Biaya Pembangunan PLTA Batang Toru Di Kec. Marancar Butuh Rp. 3,9 T

Pembangunan PLTA Batang Toru di Kecamatan Marancar diperkirakan akan menelan dana sekitar Rp3,9 triliun. Ini berdasarkan laporan dan penjelasan kemajuan dari survey yang dilakukan PT North Sumatra Hydro Energy selaku investor kepada Pemkab Tapsel. Sementara Bupati Syahrul Pasaribu berharap akhir tahun ini, pembangunan PLTA sudah memasuki tahapan konstruksi.

Kepada METRO, Bupati Tapsel Syahrul Pasaribu, Kamis (24/3) mengutarakan, sumber energi pemutar turbin Pembangkit Listrik Tenaga Air (PLTA) tersebut dari air aliran Sungai Batang Toru. Diperkirakan potensi tenaga listriknya sebesar sekitar 100 Mega Watt (MW). Investor pembangunan PLTA itu adalah pihak swasta PT North Sumatra Hydro Energy dari Dharma Wangsa Group, yang saat ini sedang melakukan studi kelayakan.

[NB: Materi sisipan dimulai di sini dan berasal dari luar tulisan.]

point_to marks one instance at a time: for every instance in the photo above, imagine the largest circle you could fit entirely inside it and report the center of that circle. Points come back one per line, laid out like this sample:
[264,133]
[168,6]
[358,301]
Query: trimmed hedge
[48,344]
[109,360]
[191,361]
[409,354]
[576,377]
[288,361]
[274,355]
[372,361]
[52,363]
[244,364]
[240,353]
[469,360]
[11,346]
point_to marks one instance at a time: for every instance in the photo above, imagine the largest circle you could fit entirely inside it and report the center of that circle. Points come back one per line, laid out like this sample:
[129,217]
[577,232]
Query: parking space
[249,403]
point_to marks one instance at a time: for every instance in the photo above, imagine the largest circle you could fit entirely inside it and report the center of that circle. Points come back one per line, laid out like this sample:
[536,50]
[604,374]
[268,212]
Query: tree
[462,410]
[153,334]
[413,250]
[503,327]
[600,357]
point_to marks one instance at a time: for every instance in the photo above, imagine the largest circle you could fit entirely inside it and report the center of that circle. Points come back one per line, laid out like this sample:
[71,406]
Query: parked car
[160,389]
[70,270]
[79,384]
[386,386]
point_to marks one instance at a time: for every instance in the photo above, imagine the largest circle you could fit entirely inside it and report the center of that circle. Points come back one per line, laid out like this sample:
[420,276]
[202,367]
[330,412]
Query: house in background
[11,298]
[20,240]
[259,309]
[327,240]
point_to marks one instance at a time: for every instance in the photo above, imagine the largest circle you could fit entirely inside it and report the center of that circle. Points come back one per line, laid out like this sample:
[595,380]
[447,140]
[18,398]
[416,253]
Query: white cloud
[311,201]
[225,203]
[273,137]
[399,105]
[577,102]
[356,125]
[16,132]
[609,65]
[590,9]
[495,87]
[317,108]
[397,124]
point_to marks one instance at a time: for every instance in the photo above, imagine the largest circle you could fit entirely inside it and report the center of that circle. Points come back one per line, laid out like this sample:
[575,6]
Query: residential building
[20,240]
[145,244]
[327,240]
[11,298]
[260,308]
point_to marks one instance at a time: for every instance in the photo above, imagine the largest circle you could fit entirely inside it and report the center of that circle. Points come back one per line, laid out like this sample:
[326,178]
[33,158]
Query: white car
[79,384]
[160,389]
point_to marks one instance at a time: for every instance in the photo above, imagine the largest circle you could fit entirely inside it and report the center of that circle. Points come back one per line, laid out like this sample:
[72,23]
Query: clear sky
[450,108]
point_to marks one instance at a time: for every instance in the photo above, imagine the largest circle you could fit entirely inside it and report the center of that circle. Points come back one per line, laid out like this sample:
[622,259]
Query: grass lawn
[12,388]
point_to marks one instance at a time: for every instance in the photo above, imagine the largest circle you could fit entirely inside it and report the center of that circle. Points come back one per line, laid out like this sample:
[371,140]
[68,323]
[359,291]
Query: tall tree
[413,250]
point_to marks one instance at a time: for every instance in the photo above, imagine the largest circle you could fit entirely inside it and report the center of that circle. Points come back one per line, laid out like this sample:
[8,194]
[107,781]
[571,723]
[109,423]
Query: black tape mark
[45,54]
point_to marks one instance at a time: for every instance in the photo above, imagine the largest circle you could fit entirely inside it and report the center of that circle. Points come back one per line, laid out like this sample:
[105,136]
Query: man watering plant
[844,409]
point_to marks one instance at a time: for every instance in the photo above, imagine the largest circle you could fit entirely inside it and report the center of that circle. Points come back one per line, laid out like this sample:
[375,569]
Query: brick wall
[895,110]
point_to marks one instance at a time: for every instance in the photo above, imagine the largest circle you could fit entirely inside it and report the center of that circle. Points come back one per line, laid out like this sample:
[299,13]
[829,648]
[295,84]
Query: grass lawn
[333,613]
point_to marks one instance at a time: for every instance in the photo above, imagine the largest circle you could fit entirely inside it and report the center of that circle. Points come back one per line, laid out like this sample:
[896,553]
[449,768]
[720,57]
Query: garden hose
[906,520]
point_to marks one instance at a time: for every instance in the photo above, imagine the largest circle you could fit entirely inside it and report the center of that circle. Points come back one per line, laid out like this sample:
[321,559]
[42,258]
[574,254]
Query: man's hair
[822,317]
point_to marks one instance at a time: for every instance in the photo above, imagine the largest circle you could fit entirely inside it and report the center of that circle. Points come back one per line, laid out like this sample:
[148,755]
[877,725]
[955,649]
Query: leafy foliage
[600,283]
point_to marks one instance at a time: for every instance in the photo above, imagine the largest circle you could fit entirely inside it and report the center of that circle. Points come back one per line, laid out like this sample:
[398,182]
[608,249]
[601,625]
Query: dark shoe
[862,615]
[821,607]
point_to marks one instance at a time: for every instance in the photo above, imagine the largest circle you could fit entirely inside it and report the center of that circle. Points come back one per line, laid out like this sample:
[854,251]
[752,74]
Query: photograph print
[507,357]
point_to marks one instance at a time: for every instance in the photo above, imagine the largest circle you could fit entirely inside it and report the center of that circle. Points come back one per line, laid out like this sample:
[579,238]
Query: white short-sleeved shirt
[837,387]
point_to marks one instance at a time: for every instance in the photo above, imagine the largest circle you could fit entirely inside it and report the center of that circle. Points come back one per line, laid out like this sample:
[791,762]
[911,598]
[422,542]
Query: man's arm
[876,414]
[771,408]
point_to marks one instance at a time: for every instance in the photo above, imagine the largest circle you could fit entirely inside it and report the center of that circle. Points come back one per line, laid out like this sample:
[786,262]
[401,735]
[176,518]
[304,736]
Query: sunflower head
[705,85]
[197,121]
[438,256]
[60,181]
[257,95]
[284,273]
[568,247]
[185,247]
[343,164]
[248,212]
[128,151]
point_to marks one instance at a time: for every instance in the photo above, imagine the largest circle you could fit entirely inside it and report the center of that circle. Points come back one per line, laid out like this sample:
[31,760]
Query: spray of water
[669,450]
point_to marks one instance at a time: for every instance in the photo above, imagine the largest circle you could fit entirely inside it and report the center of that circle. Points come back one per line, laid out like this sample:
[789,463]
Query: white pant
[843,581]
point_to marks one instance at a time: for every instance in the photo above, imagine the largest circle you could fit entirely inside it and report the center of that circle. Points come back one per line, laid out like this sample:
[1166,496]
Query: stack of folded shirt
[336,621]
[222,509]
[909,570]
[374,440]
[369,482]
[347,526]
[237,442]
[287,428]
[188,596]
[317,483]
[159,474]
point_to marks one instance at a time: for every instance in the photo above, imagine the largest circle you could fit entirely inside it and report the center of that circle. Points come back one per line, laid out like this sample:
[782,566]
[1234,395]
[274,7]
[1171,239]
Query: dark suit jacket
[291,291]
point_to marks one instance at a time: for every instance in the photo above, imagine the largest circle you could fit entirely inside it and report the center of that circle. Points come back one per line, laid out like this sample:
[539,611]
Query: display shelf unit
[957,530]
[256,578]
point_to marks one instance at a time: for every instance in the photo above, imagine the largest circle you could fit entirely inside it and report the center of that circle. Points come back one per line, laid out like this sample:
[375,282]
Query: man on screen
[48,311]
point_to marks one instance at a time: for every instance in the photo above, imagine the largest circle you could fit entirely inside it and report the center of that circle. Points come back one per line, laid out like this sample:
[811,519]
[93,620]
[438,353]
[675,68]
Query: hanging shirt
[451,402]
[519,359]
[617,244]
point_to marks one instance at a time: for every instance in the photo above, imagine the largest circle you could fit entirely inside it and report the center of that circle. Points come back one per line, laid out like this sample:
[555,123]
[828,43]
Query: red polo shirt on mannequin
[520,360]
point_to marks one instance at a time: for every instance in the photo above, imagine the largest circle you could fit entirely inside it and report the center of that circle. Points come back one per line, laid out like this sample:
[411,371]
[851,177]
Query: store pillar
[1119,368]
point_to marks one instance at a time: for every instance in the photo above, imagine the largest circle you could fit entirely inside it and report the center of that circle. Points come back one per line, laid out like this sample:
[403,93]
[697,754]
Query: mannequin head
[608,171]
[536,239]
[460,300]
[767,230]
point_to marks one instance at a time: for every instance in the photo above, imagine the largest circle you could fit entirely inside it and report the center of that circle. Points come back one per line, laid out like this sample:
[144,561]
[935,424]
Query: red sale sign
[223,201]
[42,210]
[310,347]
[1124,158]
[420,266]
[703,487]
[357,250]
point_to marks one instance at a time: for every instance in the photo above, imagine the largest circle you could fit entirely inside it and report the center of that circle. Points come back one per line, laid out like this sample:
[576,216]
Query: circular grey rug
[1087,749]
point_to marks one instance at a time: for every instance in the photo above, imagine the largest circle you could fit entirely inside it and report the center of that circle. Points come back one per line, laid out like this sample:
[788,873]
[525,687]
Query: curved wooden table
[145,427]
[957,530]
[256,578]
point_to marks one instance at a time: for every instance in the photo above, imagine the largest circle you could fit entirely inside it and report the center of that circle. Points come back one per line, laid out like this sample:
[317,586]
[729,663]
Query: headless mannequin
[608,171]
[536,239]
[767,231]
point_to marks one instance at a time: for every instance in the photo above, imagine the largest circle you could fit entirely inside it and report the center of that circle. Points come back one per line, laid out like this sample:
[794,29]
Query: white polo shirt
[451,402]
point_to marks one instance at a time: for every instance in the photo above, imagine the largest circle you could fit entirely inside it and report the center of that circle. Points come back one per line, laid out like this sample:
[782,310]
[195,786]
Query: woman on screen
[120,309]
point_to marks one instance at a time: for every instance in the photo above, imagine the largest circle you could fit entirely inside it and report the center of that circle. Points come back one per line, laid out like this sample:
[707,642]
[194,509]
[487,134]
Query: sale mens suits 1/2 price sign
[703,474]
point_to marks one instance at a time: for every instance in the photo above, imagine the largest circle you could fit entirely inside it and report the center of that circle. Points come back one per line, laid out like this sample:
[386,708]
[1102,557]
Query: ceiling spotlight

Ditambahkan Syahrul, selain pembangunan PLTA Batang Toru, investor lain juga merencanankan akan membangun Pembangkit Listrik Tenaga Mikro Hidro (PLTMH) berkapasitas 20 MW di Kecamatan Aek Bilah pada tahun ini. Saat ini investor masih dalam tahap studi kelayakan. “Kita mendorong investor untuk berinvestasi di Tapsel ini dan berharap dua pembangkit listrik tersebut di akhir tahun 2011 ini sudah memasuki masa konstruksi,” harap Bupati.

Rencana pembangunan PLTA dan PLTMH tersebut, sebut Bupati, merupakan langkah kebijakan yang diambil pemerintah daerah dalam melakukan percepatan pembangunan. Apalagi, dua pembangkit listrik itu relatif lebih ramah lingkungan, karena sumber energinya adalah air sebagai penggerak turbin. Diharapkan dalam empat tahun ke depan, jika proses pembangunan pembangkit listrik tersebut berjalan baik, kebutuhan listrik daerah dengan sistem interconection untuk wilayah Tapsel sudah mencukupi. Bahkan, bisa menyuplai kebutuhan listrik untuk aktifitas tambang emas Batang Toru nantinya.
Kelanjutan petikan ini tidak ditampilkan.